Ogni tanto seguo l’insegnamento buddhista, perché mi sembra molto
logico. Quando il Buddha afferma che la vita è dukkha (dolore) non
intende dire che in questo mondo tutto è sofferenza, ma che non è possibile
eliminare uno stato di insoddisfazione praticamente permanente.
Innanzitutto, ci sono le quattro fasi dell'esistenza da cui
nessuno può sfuggire: la nascita, la malattia, la vecchiaia e la morte. E poi
ci sono varie forme di dolore: la sofferenza di essere separati da coloro che
amiamo, la sofferenza di vivere con coloro che odiamo, la sofferenza di non
poter avere quello che vogliamo e tutte le sofferenze del corpo. Vi risulta di
essere stati risparmiati da qualcuno di questi dolori?

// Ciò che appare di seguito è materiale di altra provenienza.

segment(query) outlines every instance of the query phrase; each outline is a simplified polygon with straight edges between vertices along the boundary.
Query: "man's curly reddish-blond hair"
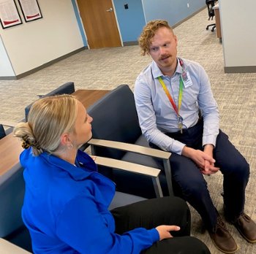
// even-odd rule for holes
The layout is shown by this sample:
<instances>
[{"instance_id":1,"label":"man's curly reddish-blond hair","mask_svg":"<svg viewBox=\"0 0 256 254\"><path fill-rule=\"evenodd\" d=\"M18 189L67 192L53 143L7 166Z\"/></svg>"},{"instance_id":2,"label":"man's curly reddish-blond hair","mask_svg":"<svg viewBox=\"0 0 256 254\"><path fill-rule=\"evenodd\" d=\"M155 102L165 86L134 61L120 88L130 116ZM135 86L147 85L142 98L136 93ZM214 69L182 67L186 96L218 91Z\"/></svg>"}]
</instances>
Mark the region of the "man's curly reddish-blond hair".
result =
<instances>
[{"instance_id":1,"label":"man's curly reddish-blond hair","mask_svg":"<svg viewBox=\"0 0 256 254\"><path fill-rule=\"evenodd\" d=\"M144 26L138 39L141 55L146 55L149 53L151 40L156 34L156 31L161 27L166 27L173 33L173 28L169 26L166 20L151 20L146 24L146 26Z\"/></svg>"}]
</instances>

Ma se pensiamo che la sofferenza sia semplicemente una sensazione
spiacevole e che sia eliminabile con una sensazione opposta di piacere, ci
sbagliamo. È proprio questo che noi facciamo: cerchiamo tutta la vita
sensazioni piacevoli, fisiche e mentali. Però sappiamo anche che questo non
basterà a cancellare il dolore. E, in effetti, qualunque sensazione piacevole
ha un aspetto per così dire negativo: non dura. Non dura, è fugace, è
temporanea; e, quando sparisce, lascia un senso di mancanza e di
insoddisfazione. È un po' come una droga: sul momento dà un senso di euforia,
ma poi l'effetto sparisce e rimaniamo più scontenti di prima. E già questo ci
dice che viviamo in un mondo duale, in un mondo effimero, in cui niente è
stabile (per fortuna nemmeno la sofferenza).
Ora, il Buddha ci dice che all'origine
della sofferenza c'è il desiderio, ossia una specie di sete o di bramosia che
non si accontenta mai. Desiderio di essere, desiderio di diventare, desiderio
di crescere, desiderio di felicità, desiderio di amore, desiderio di figli,
desiderio di perdurare, desiderio di essere ricchi, desiderio di potere,
desiderio di riconoscimento... l'elenco è infinito. C'è anche il desiderio di
non-essere quando le cose ci vanno male e pensiamo alla morte come via di
liberazione. Insomma la vita è tutta un desiderare - è questo il suo carattere
distintivo. Ma desiderare significa soffrire, perché chi desidera prova dentro
di sé una mancanza.
A questo punto, la logica suggerisce che
la via d'uscita sarebbe sopprimere il desiderio. Ma qui bisogna stare attenti a
non buttare via il bambino con l’acqua sporca. Perché tra i tanti desideri c'è
anche quello che animava il Buddha e tanti altri: il desiderio di sopprimere il
desiderio, il desiderio di liberazione da questo ciclo ripetitivo e dualistico.
Come quando diciamo: non ne posso più di questa situazione, voglio uscirne! È
chiaramente un desiderio anche questo, e ben forte.
Ma bisogna arrivarci - e i più non ci arrivano affatto: continuano
a inseguire le sensazioni piacevoli, continuano a sognare uno stato di felicità
durevole, continuano a correre lungo questa riva del fiume senza tentare di
andare oltre. Tutto sommato, anche sognare un qualche paradiso rientra tra i
desideri meschini. Il Buddha lo ha previsto: secondo lui esistono altri piani
di realtà o altri mondi popolati da esseri che si trovano in uno stato migliore
del nostro (d'altronde, non ci vuole molto), ma - attenzione - neppure loro
sfuggono alla morte e forse sono troppo instupiditi dalla vita facile; un po'
quello che succede ai nostri ricchi, che a forza di essere serviti e riveriti
diventano sempre più fragili e scemi. Ed è possibile che i nostri dèi
appartenessero a questa categoria – perché, alla fine, come è evidente, sono
defunti...
Ma fra le tante nostre sventure, una
fortuna ce l'abbiamo. Siamo in un mondo mediano, che proprio per le sue
caratteristiche e per le sofferenze ben calibrate con le gioie, è il più adatto
a tentare la via della liberazione. Abbiamo tutte le doti per farlo - ci manca
solo un po' di consapevolezza e di buona volontà. Però, piantiamola di farci
trascinare da desideri di bassa lega: liberazione non significa approdare in
qualche terra beata, in qualche paradiso di idioti che stanno tutto il giorno a
biascicare le lodi del Potente di turno. Ne abbiamo già troppi di questi lacché
sulla terra. Almeno miriamo in alto. Sbarazziamoci di tutto il baraccone -
vita, morte, paradisi, religioni e gerarchie comprese.
E seguiamo non i dogmi, ma solo quelle
vie che ci sembrano sensate e che possiamo verificare di persona.